Unexpected rejections with rate limiters that allow more than a billion requests/second and are accessed from more than one thread

rkday-pro commented 1 year ago

Here is a minimal repro:

use governor::{
    clock::QuantaClock,
    middleware::StateInformationMiddleware,
    state::{InMemoryState, NotKeyed},
    Quota, RateLimiter,
};
use std::sync::Arc;
use std::thread;

fn rlspin(rl: Arc<RateLimiter<NotKeyed, InMemoryState, QuantaClock, StateInformationMiddleware>>) {
    for _ in 0..1_000_000 {
        rl.check().map_err(|e| dbg!(e)).unwrap();
    }
}

fn main() {
    let clock = QuantaClock::default();
    let quota = Quota::per_second(1_000_000_001.try_into().unwrap());
    dbg!(quota);

    let rate_limiter: Arc<
        RateLimiter<NotKeyed, InMemoryState, QuantaClock, StateInformationMiddleware>,
    > = Arc::new(
        RateLimiter::direct_with_clock(quota, &clock)
            .with_middleware::<StateInformationMiddleware>(),
    );

    let rate_limiter2 = rate_limiter.clone();

    thread::spawn(move || {
        rlspin(rate_limiter2);
    });
    rlspin(rate_limiter);
}

(with a Cargo.toml that just depends on governor 0.6.0)
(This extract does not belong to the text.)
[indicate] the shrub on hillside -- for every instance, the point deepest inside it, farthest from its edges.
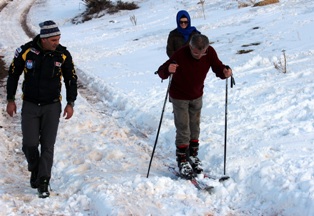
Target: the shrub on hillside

This reliably fails for me:

$ cargo run --release
   Compiling govtest v0.1.0 (/home/robday/src/mntnlake/govtest)
    Finished release [optimized] target(s) in 0.98s
     Running `target/release/govtest`
[src/main.rs:19] quota = Quota {
    max_burst: 1000000001,
    replenish_1_per: 0ns,
}
[src/main.rs:12] e = NotUntil {
    state: StateSnapshot {
        t: Nanos(0ns),
        tau: Nanos(0ns),
        time_of_measurement: Nanos(224.941µs),
        tat: Nanos(224.941µs),
    },
    start: QuantaInstant(
        Nanos(170098.543484062s),
    ),
}
thread '<unnamed>' panicked at 'called `Result::unwrap()` on an `Err` value: NotUntil { state: StateSnapshot { t: Nanos(0ns), tau: Nanos(0ns), time_of_measurement: Nanos(224.941µs), tat: Nanos(224.941µs) }, start: QuantaInstant(Nanos(170098.543484062s)) }', src/main.rs:12:41
note: run with `RUST_BACKTRACE=1` environment variable to display a backtrace

However, if I change line 18 to let quota = Quota::per_second(1_000_000_000.try_into().unwrap()); it reliably passes:

$ cargo run --release
   Compiling govtest v0.1.0 (/home/robday/src/mntnlake/govtest)
    Finished release [optimized] target(s) in 0.88s
     Running `target/release/govtest`
[src/main.rs:19] quota = Quota {
    max_burst: 1000000000,
    replenish_1_per: 1ns,
}
$

and if I comment out the thread::spawn it also passes:

$ cargo run --release
   Compiling govtest v0.1.0 (/home/robday/src/mntnlake/govtest)
warning: unused import: `std::thread`
 --> src/main.rs:8:5
  |
8 | use std::thread;
  |     ^^^^^^^^^^^
  |
  = note: `#[warn(unused_imports)]` on by default

warning: unused variable: `rate_limiter2`
  --> src/main.rs:28:9
   |
28 |     let rate_limiter2 = rate_limiter.clone();
   |         ^^^^^^^^^^^^^ help: if this is intentional, prefix it with an underscore: `_rate_limiter2`
   |
   = note: `#[warn(unused_variables)]` on by default

warning: `govtest` (bin "govtest") generated 2 warnings (run `cargo fix --bin "govtest"` to apply 2 suggestions)
    Finished release [optimized] target(s) in 0.73s
     Running `target/release/govtest`
[src/main.rs:19] quota = Quota {
    max_burst: 1000000001,
    replenish_1_per: 0ns,
}

I hit this when attempting to disable rate-limiting by configuring a rate-limit of u32::MAX, so I have an easy workaround of configuring a rate-limit of one billion, which is much higher than I need - but I thought you might appreciate the bug report anyway!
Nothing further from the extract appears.